Human Rights Watch a rencontré des fonctionnaires du gouvernement de transition libyen immédiatement après les meurtres pour les informer de ses découvertes ; l’organisation a également rencontré et écrit à maintes reprises à des fonctionnaires libyens pour leur demander instamment de mener une enquête complète sur ces crimes et d’identifier les responsables. Bien que, dans un premier temps, les hauts fonctionnaires libyens se soient engagés à enquêter sur ces événements, Human Rights Watch ne relève aucun élément indiquant qu’une enquête effective est en cours ou a été réalisée.

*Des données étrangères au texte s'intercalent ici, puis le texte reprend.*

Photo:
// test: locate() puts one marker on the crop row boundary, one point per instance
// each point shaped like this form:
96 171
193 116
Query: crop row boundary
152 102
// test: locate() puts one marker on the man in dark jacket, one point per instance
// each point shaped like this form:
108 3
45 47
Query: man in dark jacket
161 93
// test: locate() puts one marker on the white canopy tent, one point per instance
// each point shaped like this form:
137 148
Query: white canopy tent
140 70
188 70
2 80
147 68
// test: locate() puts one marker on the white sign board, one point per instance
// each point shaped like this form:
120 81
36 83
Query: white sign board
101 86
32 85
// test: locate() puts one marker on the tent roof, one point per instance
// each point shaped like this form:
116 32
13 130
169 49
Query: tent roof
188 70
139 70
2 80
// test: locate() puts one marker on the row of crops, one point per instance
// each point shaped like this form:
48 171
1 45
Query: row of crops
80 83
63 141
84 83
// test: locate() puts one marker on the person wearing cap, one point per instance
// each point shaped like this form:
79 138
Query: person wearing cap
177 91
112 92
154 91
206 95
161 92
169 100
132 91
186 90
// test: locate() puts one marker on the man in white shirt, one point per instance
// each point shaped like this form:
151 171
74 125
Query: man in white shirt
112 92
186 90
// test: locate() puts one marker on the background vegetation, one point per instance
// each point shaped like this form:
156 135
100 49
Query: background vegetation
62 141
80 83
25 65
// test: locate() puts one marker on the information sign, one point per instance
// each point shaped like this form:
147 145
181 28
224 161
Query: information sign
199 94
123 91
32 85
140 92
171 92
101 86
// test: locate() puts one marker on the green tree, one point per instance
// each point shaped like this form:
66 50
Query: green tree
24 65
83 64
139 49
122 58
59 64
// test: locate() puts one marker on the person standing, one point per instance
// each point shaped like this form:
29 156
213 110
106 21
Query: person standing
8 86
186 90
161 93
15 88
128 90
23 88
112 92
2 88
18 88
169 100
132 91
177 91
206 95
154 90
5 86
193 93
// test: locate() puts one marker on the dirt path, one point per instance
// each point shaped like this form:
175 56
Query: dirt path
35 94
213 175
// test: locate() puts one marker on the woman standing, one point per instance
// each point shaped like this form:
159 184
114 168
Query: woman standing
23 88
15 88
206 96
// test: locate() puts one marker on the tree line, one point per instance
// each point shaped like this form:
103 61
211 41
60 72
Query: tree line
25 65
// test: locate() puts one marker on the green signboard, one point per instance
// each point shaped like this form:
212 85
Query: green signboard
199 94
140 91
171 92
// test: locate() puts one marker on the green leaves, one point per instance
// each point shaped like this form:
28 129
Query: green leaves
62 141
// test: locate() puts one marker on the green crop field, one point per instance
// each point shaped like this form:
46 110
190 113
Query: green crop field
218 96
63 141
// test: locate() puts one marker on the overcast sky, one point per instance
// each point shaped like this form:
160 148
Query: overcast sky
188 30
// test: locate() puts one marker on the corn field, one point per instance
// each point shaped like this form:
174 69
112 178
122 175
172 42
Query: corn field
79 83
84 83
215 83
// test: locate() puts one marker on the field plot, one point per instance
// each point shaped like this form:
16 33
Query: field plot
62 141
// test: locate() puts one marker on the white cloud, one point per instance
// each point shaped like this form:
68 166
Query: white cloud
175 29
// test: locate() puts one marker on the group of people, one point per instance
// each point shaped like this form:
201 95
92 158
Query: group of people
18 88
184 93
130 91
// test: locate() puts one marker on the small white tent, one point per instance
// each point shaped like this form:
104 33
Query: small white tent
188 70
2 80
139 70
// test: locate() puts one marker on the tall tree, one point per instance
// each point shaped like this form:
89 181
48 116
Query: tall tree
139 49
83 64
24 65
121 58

Le Conseil de sécurité des Nations Unies a donné compétence à la Cour pénale internationale pour enquêter sur les crimes de guerre commis par toutes les parties en Libye après le 15 février 2011 et poursuivre en justice les responsables au cas où les autorités libyennes ne pourraient ou ne voudraient pas effectuer ces démarches.

« L’un des principaux défis de la Libye est de parvenir à contrôler des milices bien armées et à mettre un terme à leurs exactions », a ajouté Peter Bouckaert. « Il serait utile dans un premier temps d’enquêter sur les exécutions en masse du 20 octobre 2011, les exactions les plus graves perpétrées par les forces de l’opposition qui aient été documentées à ce jour. »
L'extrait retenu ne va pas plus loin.